Войко и Нае поседлались и уехали, а Влад остался сидеть возле костерка один. «Как там теперь в Тырговиште?» – думал недавний князь, ставший беглецом.

Ему вдруг представился дворец и Владислав, сидящий в тронном зале на княжеском месте. Представились и бояре, расположившиеся на скамьях справа и слева от прохода к трону, – все те предатели, кто отсиживался в Трансильвании вместе с Владиславом.

«Не так давно я называл их трусливыми, а теперь они, наверное, веселятся и называет трусом меня», – думал беглый князь. Мысленному взору виделись открытые рты, из которых вырывался смех, а также сотрясающиеся от хохота боярские бороды и бока.

«Почти все хохочут, а кто не хохочет, тот угодливо хихикает», – говорил себе Влад, и сейчас ему было так досадно из-за неудачи, которую он потерпел со своей местью. Он ведь полагал, что к этому времени месть уже будет совершена… А что на деле? Враги не вышли на честный бой. И на честный суд не явились, а разбежались кто куда! Даже свидетелей преступления не нашлось!

Пусть Войко, ободряя своего господина, говорил:

– Ты ничего не мог поделать, – но Влад всё равно был недоволен собой. Ему казалось, что временем, проведённым на троне, следовало распорядиться разумнее и не расточать дни на поездки по стране, посещение крепостей.

По правде говоря, Влад думал, что останется у власти дольше и успеет расследовать хотя бы смерть Нана. Как-никак Нан чуть не стал Владу тестем, поэтому расследование причин пожара в боярском доме представлялось почти таким же важным, как расследование смерти отца и брата. Однако и тут юный князь не преуспел!

Конечно, Калчо подсказал кое-что, но знание, полученное от писаря-болгарина, оказалось отнюдь не полным. И не только в отношении Нана. «Это лишь начало долгого пути к истине. Я всё узнаю и призову предателей к ответу. Так призову, что они не посмеют не прийти. Тогда и посмотрим, кто засмеётся, а кто заплачет» – вот о чём думал недавний князь, опять представляя хохочущего Владислава и весь совет, а затем вдруг вспомнил себя, стоявшего посреди тронного зала четыре дня назад.
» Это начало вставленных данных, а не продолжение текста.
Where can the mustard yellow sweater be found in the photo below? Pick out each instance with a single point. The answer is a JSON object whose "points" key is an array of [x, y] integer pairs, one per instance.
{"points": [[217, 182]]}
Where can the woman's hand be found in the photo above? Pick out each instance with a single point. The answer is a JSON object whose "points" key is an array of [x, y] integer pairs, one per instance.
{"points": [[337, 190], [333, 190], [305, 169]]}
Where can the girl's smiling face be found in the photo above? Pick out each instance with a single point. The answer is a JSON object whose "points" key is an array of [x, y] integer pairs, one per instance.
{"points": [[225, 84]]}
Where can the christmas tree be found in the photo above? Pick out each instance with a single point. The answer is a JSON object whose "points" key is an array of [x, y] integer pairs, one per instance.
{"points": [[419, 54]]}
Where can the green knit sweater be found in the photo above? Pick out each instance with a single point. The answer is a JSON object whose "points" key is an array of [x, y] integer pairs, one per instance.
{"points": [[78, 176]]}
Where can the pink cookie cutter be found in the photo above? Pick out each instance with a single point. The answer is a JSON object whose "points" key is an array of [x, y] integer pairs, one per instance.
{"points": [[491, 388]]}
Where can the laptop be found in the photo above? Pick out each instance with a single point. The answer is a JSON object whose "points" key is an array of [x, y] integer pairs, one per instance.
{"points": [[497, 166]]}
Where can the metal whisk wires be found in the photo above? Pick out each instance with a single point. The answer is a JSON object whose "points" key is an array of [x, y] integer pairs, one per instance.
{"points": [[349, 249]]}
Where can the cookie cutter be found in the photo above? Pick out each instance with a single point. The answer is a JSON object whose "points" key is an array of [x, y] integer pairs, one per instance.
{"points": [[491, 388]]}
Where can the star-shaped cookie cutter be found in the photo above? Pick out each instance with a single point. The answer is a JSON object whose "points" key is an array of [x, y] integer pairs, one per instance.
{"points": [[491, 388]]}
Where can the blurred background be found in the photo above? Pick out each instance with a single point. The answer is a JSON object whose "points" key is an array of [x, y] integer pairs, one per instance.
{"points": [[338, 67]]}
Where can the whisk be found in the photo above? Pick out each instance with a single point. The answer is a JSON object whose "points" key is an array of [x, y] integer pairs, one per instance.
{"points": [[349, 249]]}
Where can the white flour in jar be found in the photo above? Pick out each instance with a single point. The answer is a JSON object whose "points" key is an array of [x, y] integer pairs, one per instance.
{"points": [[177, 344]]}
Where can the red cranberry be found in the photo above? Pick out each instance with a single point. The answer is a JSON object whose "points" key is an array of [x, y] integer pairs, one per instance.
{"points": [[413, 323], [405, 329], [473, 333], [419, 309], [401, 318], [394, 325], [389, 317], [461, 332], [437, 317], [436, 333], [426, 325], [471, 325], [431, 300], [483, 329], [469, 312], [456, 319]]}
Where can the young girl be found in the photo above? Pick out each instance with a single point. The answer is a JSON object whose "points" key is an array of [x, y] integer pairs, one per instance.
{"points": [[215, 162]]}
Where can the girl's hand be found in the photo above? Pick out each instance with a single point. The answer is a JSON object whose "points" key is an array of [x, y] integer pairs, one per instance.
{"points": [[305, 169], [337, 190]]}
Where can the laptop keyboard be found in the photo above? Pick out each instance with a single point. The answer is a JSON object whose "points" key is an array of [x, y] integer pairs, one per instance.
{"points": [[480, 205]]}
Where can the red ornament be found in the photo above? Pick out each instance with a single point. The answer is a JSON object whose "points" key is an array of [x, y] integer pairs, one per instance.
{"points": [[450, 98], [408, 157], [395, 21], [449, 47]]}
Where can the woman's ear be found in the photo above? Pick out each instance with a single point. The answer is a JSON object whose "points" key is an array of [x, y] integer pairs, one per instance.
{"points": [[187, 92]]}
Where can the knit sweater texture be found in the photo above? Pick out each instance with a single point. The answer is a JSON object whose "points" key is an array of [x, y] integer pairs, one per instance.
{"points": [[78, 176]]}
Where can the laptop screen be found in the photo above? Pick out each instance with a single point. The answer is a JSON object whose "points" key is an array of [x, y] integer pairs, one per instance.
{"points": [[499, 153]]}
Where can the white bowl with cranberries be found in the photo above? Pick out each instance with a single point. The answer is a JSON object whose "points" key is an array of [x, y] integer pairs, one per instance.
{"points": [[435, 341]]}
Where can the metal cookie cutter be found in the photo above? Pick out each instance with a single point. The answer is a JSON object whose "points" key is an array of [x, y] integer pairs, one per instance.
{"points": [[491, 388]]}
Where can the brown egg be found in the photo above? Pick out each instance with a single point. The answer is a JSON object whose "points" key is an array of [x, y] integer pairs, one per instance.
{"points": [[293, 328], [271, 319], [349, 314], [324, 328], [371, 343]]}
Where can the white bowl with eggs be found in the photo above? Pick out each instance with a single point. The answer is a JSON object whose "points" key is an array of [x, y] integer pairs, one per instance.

После того как состоялся разговор с Караджой-беем, Влад поначалу собрался ехать в Турцию не только потому, что там казалось безопасно. Он думал о том, что отъезд должен выглядеть достойно. Одно дело, когда ты едешь отвозить дань, и совсем другое, когда ты бежишь.

«Если я поеду в сербские земли, то как объяснить это моим боярам?» – спрашивал себя Влад, однако дело разрешилось само собой, когда он, явившись на боярский совет, сообщил «своим верным слугам» две новости.

Первая, которую бояре поначалу посчитали хорошей, состояла в том, что турецкое войско уходит. А вторая новость состояла в том, что Янош Гуньяди с войском стоит в двух днях пути от Тырговиште.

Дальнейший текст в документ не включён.